La Croix-Rouge bientôt déployée au Nunavik pour lutter contre la tuberculose

La Croix-Rouge canadienne (CRC) viendra prêter main-forte aux autorités de santé publique dans la lutte contre la tuberculose au Nunavik, dans le Nord-du-Québec, alors que la maladie a atteint un niveau de transmission inégalé dans la région au cours de la dernière année.
Il ne s’agit pas ici d’un déploiement complet des services de soutien de la Croix-Rouge, assure la Régie régionale de santé et de services sociaux du Nunavik, par voie de communiqué.
La CRC souhaite toutefois soutenir les équipes de première ligne et renforcer la réponse régionale face à la tuberculose.

La première phase du projet de collaboration sera par ailleurs axée sur l’observation des pratiques existantes dans les centres de santé locaux. Il sera aussi question d’une « mise à l’essai de mécaniques de collaboration avec les équipes locales », a déclaré la RRSSSN.
Les équipes de la Croix-Rouge seront d’abord déployées dans les communautés de l’ouest du Nunavik, près de la baie d’Hudson. C’est dans cette région que les cas de tuberculose sont les plus nombreux.

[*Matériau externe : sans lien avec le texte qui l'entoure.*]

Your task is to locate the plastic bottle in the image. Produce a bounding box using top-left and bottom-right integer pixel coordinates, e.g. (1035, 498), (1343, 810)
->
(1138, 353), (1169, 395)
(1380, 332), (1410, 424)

En 2025, il y avait 117 cas de tuberculose actifs au Nunavik, un record. À la mi-février, 13 cas avaient déjà été signalés par les autorités de santé publique depuis le début de l’année.
Selon le médecin en santé publique à la RRSSSN Yassen Tcholakov, les centres de santé locaux font face à de nombreux problèmes spécifiques au Nunavik.
Il fait notamment référence à la surpopulation des logements pour les résidents ainsi qu’au manque d’espace clinique dans les 14 villages du Nunavik.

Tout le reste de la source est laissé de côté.